Bere Ali: Dana Diambil di Kantor Pos dengan Menunjukkan Kartu `e-PKH

Kaltim Mulai Salurkan Dana  PKH

 

SAMARINDA - Dinas Sosial Kaltim  melakukan launching Kartu Elektronik Program Keluarga Harapan (e-PKH), sekaligus menandai bergulirnya penyaluran dana bantuan bagi 2.564 kepala keluarga (KK) di Samarinda dan 975 KK di Kutai Barat (Kubar). Launching digelar di Balai Desa  Kelurahan Rawa Makmur, Rabu (16/1).

Kepala Dinas Sosial Kaltim H Bere Ali, mengatakan ‘e-PKH`  berfungsi sebagai alat pengambilan dana bantuan yang disalurkan melalui Kantor Pos di masing-masing daerah dan  akan disalurkan selama tiga bulan.  

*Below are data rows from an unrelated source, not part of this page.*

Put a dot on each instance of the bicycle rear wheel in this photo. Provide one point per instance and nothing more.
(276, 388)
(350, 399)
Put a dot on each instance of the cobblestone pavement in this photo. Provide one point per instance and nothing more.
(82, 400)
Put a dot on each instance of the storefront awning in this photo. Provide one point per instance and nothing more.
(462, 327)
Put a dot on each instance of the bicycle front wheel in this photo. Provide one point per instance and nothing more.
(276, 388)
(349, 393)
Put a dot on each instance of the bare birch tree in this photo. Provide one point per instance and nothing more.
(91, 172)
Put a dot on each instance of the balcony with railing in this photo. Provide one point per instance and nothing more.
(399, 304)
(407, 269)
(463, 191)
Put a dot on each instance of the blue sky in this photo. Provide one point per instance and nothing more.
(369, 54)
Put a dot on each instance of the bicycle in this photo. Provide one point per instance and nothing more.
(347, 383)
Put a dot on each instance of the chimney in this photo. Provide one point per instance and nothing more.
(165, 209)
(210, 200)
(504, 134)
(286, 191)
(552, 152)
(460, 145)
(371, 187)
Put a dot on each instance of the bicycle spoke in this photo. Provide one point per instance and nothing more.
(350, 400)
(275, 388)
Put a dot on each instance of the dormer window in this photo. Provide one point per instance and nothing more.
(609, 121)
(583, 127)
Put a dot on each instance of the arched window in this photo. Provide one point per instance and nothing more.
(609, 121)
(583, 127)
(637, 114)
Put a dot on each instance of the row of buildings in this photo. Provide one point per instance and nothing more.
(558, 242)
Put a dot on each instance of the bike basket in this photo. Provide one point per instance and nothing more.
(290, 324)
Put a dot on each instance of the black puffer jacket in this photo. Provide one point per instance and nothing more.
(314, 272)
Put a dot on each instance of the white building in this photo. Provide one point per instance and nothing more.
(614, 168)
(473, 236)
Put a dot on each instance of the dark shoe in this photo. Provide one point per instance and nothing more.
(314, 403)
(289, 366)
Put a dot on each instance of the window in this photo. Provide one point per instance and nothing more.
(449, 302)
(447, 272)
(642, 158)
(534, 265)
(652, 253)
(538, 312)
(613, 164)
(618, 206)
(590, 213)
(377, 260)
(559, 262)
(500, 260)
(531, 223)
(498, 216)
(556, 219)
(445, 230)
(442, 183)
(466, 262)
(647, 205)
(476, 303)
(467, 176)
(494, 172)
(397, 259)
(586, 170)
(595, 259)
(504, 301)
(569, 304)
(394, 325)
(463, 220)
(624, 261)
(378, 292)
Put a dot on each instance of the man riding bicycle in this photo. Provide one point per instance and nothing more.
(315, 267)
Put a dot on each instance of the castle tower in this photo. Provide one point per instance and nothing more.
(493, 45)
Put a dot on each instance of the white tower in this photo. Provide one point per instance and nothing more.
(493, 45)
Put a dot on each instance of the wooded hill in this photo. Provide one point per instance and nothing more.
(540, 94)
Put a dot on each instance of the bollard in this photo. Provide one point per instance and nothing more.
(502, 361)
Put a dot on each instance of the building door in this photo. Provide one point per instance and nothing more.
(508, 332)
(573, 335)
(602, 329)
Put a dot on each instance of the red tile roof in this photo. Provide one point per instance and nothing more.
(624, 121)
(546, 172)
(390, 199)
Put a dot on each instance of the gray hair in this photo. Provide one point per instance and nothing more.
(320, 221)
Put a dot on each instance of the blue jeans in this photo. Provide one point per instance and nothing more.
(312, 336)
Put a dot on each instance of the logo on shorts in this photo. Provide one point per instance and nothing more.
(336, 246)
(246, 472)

"Warga Samarinda nantinya dalam pengambilan dana bantuan PKH di kantor pos wajib membawa dan menunjukkan kartu e-PKH`. Begitu juga dengan warga Kubar nantinya wajib melakukan pengambilan di kantor pos setempat juga dengan cara membawa dan menunjukkan e-PKH ," jelas Bere Ali.  

Nilai  bantuan yang disalurkan melalui program ini bervariasi, mulai dari Rp600.000, Rp1.800.000 hingga Rp2.200.000.

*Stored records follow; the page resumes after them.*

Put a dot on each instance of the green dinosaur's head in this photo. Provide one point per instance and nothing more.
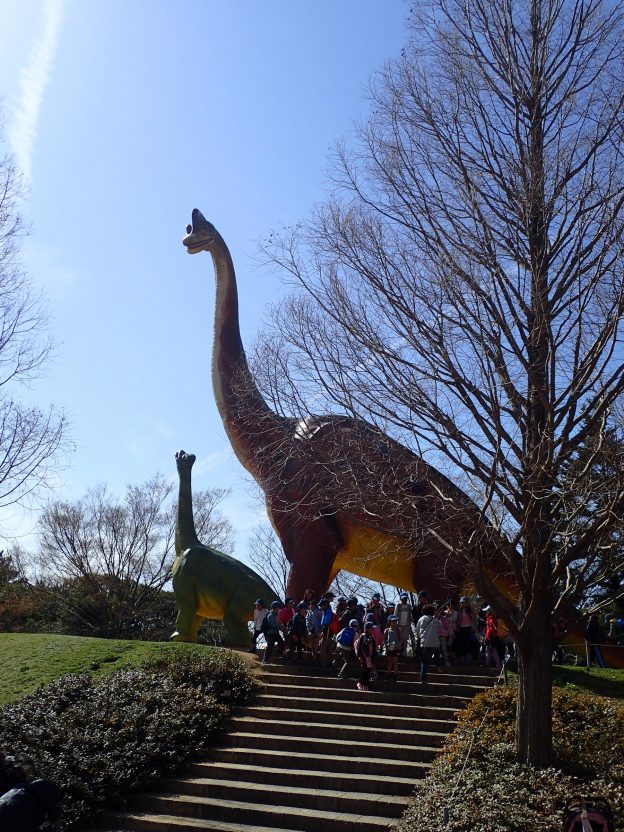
(201, 235)
(184, 461)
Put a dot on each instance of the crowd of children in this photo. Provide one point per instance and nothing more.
(352, 635)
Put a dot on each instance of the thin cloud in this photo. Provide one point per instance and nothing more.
(33, 81)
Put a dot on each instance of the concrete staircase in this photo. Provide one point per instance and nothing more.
(312, 753)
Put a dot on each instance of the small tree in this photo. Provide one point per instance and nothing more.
(30, 438)
(463, 289)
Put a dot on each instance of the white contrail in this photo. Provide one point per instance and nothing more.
(34, 78)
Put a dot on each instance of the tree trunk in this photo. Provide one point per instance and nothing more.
(534, 715)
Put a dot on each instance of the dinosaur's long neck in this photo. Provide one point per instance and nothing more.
(185, 536)
(250, 424)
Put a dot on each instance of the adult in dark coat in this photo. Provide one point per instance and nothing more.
(25, 807)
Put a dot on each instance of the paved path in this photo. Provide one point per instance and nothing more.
(312, 754)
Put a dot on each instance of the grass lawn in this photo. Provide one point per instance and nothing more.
(29, 660)
(605, 682)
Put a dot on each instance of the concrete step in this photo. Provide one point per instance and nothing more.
(313, 746)
(350, 732)
(366, 706)
(148, 822)
(287, 794)
(331, 761)
(281, 817)
(419, 696)
(435, 684)
(479, 676)
(388, 720)
(301, 778)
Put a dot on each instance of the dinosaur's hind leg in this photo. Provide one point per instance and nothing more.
(187, 625)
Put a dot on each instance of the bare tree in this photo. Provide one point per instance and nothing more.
(463, 289)
(121, 549)
(30, 438)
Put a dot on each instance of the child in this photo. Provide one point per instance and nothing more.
(260, 613)
(325, 644)
(366, 650)
(298, 630)
(392, 642)
(403, 611)
(446, 633)
(344, 646)
(376, 608)
(428, 637)
(272, 632)
(313, 623)
(492, 641)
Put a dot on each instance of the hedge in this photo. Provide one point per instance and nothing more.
(495, 794)
(102, 739)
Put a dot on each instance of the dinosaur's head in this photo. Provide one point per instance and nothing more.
(185, 461)
(201, 235)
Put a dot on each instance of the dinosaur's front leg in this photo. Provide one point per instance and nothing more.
(311, 548)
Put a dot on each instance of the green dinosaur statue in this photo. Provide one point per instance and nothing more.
(208, 583)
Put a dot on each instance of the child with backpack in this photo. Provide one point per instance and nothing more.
(297, 631)
(327, 625)
(345, 641)
(260, 613)
(393, 645)
(428, 638)
(313, 622)
(272, 632)
(366, 650)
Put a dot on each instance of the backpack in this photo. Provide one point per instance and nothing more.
(347, 637)
(587, 814)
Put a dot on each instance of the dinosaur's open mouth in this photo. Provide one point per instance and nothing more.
(193, 246)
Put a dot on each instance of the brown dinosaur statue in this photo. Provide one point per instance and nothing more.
(340, 493)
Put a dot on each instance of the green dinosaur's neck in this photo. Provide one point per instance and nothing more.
(185, 536)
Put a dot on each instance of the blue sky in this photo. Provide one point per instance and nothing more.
(125, 116)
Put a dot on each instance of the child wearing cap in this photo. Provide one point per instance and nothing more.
(392, 643)
(285, 616)
(446, 632)
(260, 614)
(313, 623)
(493, 645)
(366, 651)
(404, 612)
(376, 608)
(272, 632)
(327, 618)
(298, 631)
(345, 641)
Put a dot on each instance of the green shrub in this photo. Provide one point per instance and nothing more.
(101, 739)
(495, 794)
(216, 671)
(588, 731)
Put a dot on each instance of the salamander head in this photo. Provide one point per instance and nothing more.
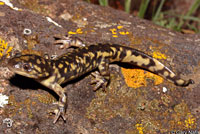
(32, 66)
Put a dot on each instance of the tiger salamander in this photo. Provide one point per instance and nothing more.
(53, 72)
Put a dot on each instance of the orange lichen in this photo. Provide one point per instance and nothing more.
(137, 77)
(159, 55)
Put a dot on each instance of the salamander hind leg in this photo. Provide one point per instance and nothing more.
(102, 78)
(62, 103)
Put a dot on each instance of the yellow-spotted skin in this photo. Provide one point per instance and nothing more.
(52, 73)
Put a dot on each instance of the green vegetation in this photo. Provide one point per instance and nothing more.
(103, 2)
(168, 19)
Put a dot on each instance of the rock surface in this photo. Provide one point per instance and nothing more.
(147, 107)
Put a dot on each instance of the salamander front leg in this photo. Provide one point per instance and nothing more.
(102, 78)
(68, 41)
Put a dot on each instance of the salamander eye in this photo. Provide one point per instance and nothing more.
(27, 67)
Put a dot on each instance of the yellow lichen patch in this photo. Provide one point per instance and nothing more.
(123, 33)
(79, 31)
(70, 32)
(2, 3)
(5, 49)
(30, 51)
(190, 121)
(137, 77)
(159, 55)
(140, 128)
(118, 31)
(119, 27)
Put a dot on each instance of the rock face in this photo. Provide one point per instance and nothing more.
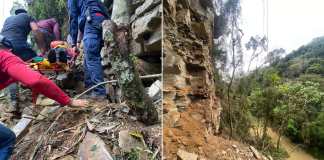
(189, 101)
(146, 43)
(89, 141)
(183, 155)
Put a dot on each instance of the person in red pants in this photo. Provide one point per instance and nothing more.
(13, 69)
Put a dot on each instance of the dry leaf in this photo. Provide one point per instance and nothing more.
(45, 139)
(90, 126)
(116, 152)
(104, 128)
(97, 110)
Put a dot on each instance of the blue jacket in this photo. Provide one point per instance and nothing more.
(77, 10)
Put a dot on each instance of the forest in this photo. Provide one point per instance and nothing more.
(284, 94)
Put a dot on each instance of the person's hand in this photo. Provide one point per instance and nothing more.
(78, 45)
(75, 49)
(43, 52)
(78, 103)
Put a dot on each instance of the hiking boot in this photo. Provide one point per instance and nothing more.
(13, 107)
(96, 96)
(51, 56)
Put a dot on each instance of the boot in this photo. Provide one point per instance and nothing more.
(51, 56)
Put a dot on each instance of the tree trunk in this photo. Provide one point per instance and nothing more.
(116, 34)
(278, 143)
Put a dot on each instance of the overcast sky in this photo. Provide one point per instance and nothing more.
(292, 23)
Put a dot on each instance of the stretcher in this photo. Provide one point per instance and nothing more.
(57, 68)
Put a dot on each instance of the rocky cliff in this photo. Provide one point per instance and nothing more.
(146, 30)
(190, 108)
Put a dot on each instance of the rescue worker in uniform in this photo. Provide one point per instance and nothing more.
(87, 16)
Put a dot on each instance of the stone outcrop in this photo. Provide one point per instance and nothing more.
(146, 43)
(190, 106)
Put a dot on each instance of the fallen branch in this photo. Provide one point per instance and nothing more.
(42, 139)
(90, 126)
(81, 137)
(70, 128)
(37, 112)
(157, 151)
(114, 81)
(158, 101)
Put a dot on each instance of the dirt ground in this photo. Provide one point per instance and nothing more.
(191, 135)
(100, 114)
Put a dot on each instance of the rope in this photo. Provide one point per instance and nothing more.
(68, 14)
(267, 27)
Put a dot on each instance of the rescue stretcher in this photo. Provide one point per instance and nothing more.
(56, 69)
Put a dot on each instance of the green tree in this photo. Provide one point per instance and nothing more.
(16, 5)
(315, 69)
(254, 44)
(296, 97)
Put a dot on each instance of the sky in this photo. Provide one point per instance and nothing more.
(292, 23)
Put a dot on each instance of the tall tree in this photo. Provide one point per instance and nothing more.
(254, 44)
(116, 33)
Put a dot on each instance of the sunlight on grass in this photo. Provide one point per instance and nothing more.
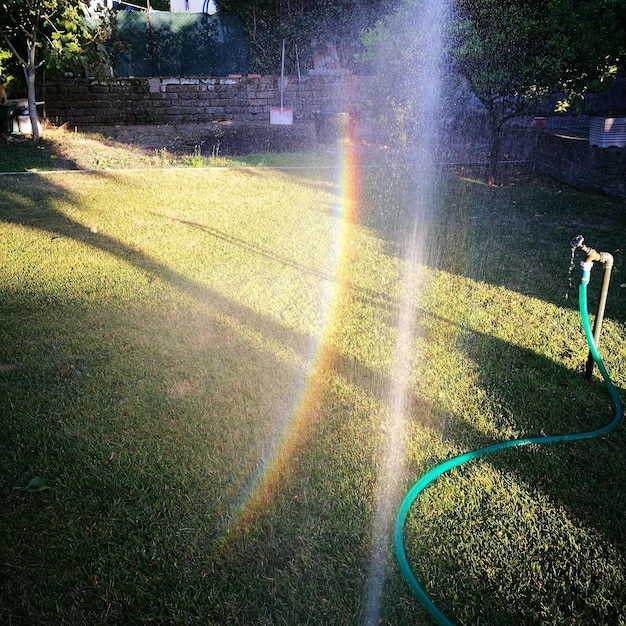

Dijelaskan,  PKH merupakan program perlindungan sosial melalui pembagian uang tunai bersarat, yakni khusus bagi keluarga atau Rumah Tangga Sangat Miskin (RTSM) dengan kriteria penerima bantuan meliputi ibu hamil, balita, siswa SD dan siswa SMP dari keluarga yang tidak mampu atau masuk dalam kategori RTSM.

“Program ini bertujuan untuk  memutuskan mata rantai kemiskinan dengan artian orang tua boleh miskin anak tidak boleh miskin. Caranya dengan meningkatkan kualitas sumber daya manusia,” kata Bere.   

Menurut Bere, para  pemegang  e-PKH  juga untuk Jamkesmas, pengambilan beras miskin (Raskin) dan   penerima beasiswa miskin.

“Dalam kajian para ahli, penyebab  kemiskinan itu adalah rendahnya SDM. Program kemiskinan  tidak  diilanjutkan oleh anak keturunan karena telah memiliki kualitas hidup lebih baik. Pada 2012 yang mendapatkan e-PKH Kota Samarinda dan Kubar secara bertahap terus  ditingkatkan agar semua kabupaten dapat menerima program keluarga harapan ini,” ujar Bere Ali.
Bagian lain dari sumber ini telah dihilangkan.